Хотя солнце было почти полностью скрыто за потоком облаков, этот день не был ни дождливым, ни туманным. Света было немного, и за счет облачности он казался бледно-синим, но даже при таком освещении Мэтью, наконец, получил возможность рассмотреть город более детально, пока двигался экипаж. Во-первых, здания были большими и стояли друг к другу почти вплотную. В Нью-Йорке такие Колоссы не встречались. Тут располагались предприятия всех видов и подвидов, вписываясь в невероятный, головокружительный пейзаж массивных зданий. Две конюшни в пределах одного квартала? Горны и наковальни двух кузнецов сразу? Тут — загон для скота, здесь — магазин свадебных платьев. Магазин производителя треуголок рядом с лавкой оружейника, рыболовный магазин и бутик товаров с востока, где можно было приобрести веера или кимоно всех мастей и оттенков — поразительное разнообразие необычных вещей манило посетителей витриной. Три таверны стояли в шахматном порядке близко друг другу. Две из них находились через улицу прямо напротив. Мэтью понял, что здесь, наверное, больше сотни таверн на каждом углу со своими звонкими названиями: «Сумасшедший Попугай», «Удовольствие Авраама», «Беспокойная Сова». Молодой человек подумал, что мог по попробовать «Сову», когда выпутается из всей этой истории: судя по названию, место могло прийтись ему по вкусу.
Но сможет ли он найти эту конкретную таверну снова? Даже с инструкциями? Эти улицы были настоящим лабиринтом: одна перерезала другую, сужалась, потом расширялась и сужалась снова, утопая в тени колонн и башен, изгибаясь, чтобы пересечь очередную улицу, ломала свою брусчатку под копытами проезжающих по ней экипажей, тормозя повозки на пути и заставляя водителя бороться с упрямыми животными, дальше бежала и утыкалась в большую лужу, заполненную мутной водой, как болото, а после и вовсе пропадала из виду. И везде было столько карет, вагонов, повозок — некоторые прочные, некоторые легкие, как тележки для борделей! Мэтью представил себе, что могло бы случиться, окажись хотя бы треть всех этих возниц на Бродвее. В этом случае вся улица рухнула бы к могилам Адама и Евы! В ограниченных пределах видимости молодого человека было различимо, что везут грузовые экипажи: уголь, лесоматериалы, туши скота, кирпич, стройматериалы, какие-то мешки, ткани, гравий и даже массивный церковный колокол.
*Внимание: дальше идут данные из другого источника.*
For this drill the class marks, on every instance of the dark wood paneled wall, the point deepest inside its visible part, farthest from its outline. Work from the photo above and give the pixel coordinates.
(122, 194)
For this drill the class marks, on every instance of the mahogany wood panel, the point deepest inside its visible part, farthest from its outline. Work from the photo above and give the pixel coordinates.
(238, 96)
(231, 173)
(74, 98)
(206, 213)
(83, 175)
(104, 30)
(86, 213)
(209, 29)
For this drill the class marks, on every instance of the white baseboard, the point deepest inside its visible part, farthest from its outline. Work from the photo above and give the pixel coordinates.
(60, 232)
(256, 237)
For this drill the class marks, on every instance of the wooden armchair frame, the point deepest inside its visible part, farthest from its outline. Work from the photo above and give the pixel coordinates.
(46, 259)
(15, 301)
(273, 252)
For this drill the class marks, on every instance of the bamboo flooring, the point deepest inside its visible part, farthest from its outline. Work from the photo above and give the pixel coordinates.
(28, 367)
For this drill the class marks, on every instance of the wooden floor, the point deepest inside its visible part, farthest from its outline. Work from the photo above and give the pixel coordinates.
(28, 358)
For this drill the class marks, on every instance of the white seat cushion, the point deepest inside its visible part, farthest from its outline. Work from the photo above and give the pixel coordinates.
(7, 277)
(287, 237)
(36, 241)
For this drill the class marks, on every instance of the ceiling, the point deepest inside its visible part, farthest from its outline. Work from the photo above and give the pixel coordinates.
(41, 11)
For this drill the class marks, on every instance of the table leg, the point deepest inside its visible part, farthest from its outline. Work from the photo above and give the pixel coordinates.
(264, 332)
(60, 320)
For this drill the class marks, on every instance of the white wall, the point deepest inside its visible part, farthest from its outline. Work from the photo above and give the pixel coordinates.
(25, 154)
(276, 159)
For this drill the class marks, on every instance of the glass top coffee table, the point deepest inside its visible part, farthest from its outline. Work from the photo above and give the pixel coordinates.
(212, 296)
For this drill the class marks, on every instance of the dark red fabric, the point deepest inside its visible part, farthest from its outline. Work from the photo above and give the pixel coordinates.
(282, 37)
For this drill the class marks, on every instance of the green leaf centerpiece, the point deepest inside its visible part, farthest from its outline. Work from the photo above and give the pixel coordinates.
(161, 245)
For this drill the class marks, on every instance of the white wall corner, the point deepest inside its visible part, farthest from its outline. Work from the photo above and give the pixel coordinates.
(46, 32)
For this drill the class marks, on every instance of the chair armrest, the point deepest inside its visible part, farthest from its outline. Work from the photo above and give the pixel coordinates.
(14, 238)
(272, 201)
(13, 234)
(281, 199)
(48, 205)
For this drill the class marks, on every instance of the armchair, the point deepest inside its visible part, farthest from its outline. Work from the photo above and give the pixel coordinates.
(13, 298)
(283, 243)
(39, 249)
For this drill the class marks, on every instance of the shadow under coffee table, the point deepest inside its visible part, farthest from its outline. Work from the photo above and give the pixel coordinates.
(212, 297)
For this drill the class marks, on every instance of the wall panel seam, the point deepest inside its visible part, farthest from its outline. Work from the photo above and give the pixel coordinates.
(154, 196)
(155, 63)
А люди и их шум, даже — без пьяных криков или дикого смеха — казались такими громкими, что окна должны были вылететь из рам, а стекла разбиться и упасть к ногам нескончаемой армии людей, марширующей по улицам, хотя не одна армия не была бы столь хаотичной. Нищие здесь, нищие там… ноги или руки по какой-то причине отсутствуют — возможно, после реальной войны или страшной болезни. Джентльмены и дамы в своих аккуратных нарядах прогуливались по улицам, хотя в таком людском потоке Мэтью считал прогулку борьбой за возможность перемещаться через людские массы. Двое мужчин с окровавленными кулаками вывалились из таверны «Господин Медведь», и толпа накинулась на них с замечаниями. Какой-то рисковый музыкант дерзнул играть незатейливые мотивчики на улице. Молодая девушка с длинными каштановыми волосами стояла на крыше и смотрела, как река жизни течет внизу.
Наконец, Мэтью окончательно вымотался, пытаясь просто рассмотреть город, и его природное любопытство позволило отвести глаза в сторону и сконцентрироваться красном пере Лиллехорна.
— Я чувствовал то же самое, когда вернулся сюда после столь долгого времени, — сказал Лиллехорн с понимающей полуулыбкой. — Я забыл, что Нью-Йорк — небольшая деревенька по сравнению с этим, — экипаж вдруг резко остановился.
— Ох, Боже милостивый! — воскликнул он с напряженным выражением лица и стукнул тростью по крыше.
— Затор впереди, сэр, — сообщил возница через перегородку. — Похоже, вагон с элем сломался. Люди собираются вокруг и поднимают бочки.
— Да ради всего святого! — Лиллехорн в смятении снял треуголку с блестящих глянцем волос. — Можно найти другой маршрут?